[llvm] 12a3243 - [AMDGPU] Limit endcf-collapase to simple if
Stanislav Mekhanoshin via llvm-commits
llvm-commits at lists.llvm.org
Tue Apr 7 10:27:33 PDT 2020
Author: Stanislav Mekhanoshin
Date: 2020-04-07T10:27:23-07:00
New Revision: 12a324393d61a0ef602feeb9705ccb5b61563c27
URL: https://github.com/llvm/llvm-project/commit/12a324393d61a0ef602feeb9705ccb5b61563c27
DIFF: https://github.com/llvm/llvm-project/commit/12a324393d61a0ef602feeb9705ccb5b61563c27.diff
LOG: [AMDGPU] Limit endcf-collapase to simple if
We can only collapse adjacent SI_END_CF if outer statement
belongs to a simple SI_IF, otherwise correct mask is not in the
register we expect, but is an argument of an S_XOR instruction.
Even if SI_IF is simple it might be lowered using S_XOR because
lowering is dependent on a basic block layout. It is not
considered simple if instruction consuming its output is
not an SI_END_CF. Since that SI_END_CF might have already been
lowered to an S_OR isSimpleIf() check may return false.
This situation is an opportunity for a further optimization
of SI_IF lowering, but that is a separate optimization. In the
meanwhile move SI_END_CF post the lowering when we already know
how the rest of the CFG was lowered since a non-simple SI_IF
case still needs to be handled.
Differential Revision: https://reviews.llvm.org/D77610
Added:
Modified:
llvm/lib/Target/AMDGPU/SILowerControlFlow.cpp
llvm/test/CodeGen/AMDGPU/collapse-endcf.mir
Removed:
################################################################################
diff --git a/llvm/lib/Target/AMDGPU/SILowerControlFlow.cpp b/llvm/lib/Target/AMDGPU/SILowerControlFlow.cpp
index caf21086cc37..1e90e6ba5418 100644
--- a/llvm/lib/Target/AMDGPU/SILowerControlFlow.cpp
+++ b/llvm/lib/Target/AMDGPU/SILowerControlFlow.cpp
@@ -51,6 +51,7 @@
#include "AMDGPUSubtarget.h"
#include "SIInstrInfo.h"
#include "MCTargetDesc/AMDGPUMCTargetDesc.h"

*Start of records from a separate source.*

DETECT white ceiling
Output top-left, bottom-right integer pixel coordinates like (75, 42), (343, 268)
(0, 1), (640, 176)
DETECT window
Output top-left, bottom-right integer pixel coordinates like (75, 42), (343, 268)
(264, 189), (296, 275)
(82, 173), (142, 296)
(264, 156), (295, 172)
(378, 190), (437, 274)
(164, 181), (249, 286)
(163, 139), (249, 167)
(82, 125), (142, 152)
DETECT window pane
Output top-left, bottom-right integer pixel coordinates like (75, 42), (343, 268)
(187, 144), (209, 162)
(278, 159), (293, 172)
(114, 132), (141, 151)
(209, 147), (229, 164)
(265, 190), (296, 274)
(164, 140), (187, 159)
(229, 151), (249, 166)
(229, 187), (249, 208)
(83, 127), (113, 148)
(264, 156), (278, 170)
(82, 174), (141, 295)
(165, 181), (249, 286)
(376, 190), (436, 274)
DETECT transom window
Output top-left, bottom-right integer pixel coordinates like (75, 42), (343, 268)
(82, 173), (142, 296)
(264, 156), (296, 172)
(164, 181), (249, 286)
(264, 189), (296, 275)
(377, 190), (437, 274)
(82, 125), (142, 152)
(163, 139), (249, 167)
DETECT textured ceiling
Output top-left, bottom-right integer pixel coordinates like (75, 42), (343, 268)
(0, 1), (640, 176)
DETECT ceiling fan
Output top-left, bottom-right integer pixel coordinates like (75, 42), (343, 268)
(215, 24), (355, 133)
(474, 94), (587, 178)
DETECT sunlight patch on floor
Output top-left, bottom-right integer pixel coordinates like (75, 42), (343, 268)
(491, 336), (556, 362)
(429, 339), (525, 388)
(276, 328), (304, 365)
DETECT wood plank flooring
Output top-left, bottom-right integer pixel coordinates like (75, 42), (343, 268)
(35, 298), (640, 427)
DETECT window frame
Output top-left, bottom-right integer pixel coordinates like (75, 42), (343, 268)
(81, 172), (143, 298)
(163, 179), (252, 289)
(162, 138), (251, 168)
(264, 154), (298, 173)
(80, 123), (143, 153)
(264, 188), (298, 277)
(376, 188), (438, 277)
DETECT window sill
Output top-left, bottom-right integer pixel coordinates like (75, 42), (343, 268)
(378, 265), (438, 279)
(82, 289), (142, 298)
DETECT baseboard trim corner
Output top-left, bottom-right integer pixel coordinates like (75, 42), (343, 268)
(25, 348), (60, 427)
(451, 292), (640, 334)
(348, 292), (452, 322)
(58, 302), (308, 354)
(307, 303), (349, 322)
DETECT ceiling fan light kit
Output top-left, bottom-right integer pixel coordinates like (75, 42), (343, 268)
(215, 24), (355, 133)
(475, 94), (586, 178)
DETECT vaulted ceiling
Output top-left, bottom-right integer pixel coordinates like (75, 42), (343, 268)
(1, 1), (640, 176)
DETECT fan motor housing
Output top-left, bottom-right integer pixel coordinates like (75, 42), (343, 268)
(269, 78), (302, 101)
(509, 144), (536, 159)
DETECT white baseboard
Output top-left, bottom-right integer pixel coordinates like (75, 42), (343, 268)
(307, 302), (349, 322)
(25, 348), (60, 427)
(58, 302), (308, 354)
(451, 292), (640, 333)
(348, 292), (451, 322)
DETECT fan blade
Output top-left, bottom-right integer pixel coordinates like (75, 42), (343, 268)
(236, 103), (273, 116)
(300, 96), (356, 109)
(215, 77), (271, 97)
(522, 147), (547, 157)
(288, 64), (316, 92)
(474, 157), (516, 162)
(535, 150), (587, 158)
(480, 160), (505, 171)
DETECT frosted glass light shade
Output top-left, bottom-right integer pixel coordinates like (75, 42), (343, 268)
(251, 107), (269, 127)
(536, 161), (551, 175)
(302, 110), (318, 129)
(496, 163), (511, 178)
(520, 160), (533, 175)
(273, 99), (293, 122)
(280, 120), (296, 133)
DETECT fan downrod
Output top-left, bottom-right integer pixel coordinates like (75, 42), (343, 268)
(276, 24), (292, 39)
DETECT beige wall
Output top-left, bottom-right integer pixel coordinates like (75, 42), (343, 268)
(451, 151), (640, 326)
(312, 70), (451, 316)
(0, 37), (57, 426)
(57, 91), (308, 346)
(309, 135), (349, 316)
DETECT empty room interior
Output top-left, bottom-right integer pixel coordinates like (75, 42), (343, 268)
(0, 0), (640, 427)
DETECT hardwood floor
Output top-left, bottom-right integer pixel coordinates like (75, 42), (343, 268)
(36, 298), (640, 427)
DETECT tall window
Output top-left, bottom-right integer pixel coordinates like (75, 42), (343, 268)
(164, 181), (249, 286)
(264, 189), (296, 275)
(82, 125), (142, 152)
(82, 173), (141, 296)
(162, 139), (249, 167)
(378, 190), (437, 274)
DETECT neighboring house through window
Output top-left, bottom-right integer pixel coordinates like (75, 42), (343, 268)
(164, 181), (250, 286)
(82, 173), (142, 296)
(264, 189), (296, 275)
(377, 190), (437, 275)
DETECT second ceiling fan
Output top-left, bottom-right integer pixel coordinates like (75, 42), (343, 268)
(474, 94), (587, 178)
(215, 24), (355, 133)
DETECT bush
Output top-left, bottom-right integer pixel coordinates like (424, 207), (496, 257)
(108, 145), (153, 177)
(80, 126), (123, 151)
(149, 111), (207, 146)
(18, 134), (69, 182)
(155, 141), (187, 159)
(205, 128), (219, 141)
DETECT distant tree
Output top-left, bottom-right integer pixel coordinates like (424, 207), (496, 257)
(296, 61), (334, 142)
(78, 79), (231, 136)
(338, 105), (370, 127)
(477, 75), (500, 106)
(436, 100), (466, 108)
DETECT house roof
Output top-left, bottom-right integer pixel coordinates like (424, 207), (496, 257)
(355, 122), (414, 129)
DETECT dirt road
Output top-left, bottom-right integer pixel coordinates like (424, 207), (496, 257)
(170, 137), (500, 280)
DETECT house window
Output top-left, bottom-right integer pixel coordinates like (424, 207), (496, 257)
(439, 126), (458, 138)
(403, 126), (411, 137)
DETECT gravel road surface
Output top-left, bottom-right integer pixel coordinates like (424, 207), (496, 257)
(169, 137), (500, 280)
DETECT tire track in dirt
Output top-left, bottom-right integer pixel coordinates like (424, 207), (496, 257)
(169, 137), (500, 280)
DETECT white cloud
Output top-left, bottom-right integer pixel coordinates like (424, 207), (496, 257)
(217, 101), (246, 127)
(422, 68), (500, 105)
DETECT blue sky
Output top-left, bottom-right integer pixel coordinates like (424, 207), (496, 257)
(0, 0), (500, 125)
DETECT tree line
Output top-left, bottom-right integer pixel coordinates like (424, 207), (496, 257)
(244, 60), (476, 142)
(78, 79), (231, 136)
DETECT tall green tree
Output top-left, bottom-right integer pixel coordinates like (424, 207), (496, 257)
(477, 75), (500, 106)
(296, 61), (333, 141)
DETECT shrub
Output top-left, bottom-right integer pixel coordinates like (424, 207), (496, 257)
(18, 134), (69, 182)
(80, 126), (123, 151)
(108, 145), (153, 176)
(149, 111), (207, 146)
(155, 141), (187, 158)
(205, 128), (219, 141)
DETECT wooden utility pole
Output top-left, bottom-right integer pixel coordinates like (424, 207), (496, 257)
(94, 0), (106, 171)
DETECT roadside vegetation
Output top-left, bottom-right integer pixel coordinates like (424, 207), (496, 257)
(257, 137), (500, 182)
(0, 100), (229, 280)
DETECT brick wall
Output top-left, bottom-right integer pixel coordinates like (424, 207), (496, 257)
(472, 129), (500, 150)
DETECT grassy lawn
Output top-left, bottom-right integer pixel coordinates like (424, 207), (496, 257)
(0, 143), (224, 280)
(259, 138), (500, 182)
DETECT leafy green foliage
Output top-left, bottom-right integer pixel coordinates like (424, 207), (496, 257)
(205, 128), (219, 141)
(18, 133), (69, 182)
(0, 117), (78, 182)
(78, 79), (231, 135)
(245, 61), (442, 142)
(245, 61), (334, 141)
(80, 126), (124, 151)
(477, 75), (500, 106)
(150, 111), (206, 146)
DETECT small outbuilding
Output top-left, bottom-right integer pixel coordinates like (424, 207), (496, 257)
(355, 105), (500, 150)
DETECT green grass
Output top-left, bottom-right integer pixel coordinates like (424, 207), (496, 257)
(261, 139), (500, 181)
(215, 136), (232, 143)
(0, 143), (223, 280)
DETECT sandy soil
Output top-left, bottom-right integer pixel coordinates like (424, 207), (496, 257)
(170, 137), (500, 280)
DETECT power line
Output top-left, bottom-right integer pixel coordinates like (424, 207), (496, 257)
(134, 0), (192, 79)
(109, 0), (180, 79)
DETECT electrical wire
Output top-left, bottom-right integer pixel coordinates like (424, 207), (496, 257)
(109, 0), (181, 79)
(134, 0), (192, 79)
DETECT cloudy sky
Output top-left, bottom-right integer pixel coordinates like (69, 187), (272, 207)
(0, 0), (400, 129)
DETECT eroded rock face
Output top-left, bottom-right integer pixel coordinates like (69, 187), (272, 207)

+#include "llvm/ADT/SetVector.h"
#include "llvm/ADT/SmallSet.h"
#include "llvm/ADT/SmallVector.h"
#include "llvm/ADT/StringRef.h"
@@ -86,7 +87,7 @@ class SILowerControlFlow : public MachineFunctionPass {
const SIInstrInfo *TII = nullptr;
LiveIntervals *LIS = nullptr;
MachineRegisterInfo *MRI = nullptr;
- DenseSet<const MachineInstr*> LoweredEndCf;
+ SetVector<MachineInstr*> LoweredEndCf;
DenseSet<Register> LoweredIf;
const TargetRegisterClass *BoolRC = nullptr;
@@ -117,6 +118,9 @@ class SILowerControlFlow : public MachineFunctionPass {
skipIgnoreExecInstsTrivialSucc(MachineBasicBlock &MBB,
MachineBasicBlock::iterator It) const;
+ // Remove redundant SI_END_CF instructions.
+ void optimizeEndCf();
+
public:
static char ID;
@@ -448,29 +452,6 @@ void SILowerControlFlow::emitEndCf(MachineInstr &MI) {
MachineInstr *Def = MRI.getUniqueVRegDef(CFMask);
const DebugLoc &DL = MI.getDebugLoc();
- // If the only instruction immediately following this END_CF is an another
- // END_CF in the only successor we can avoid emitting exec mask restore here.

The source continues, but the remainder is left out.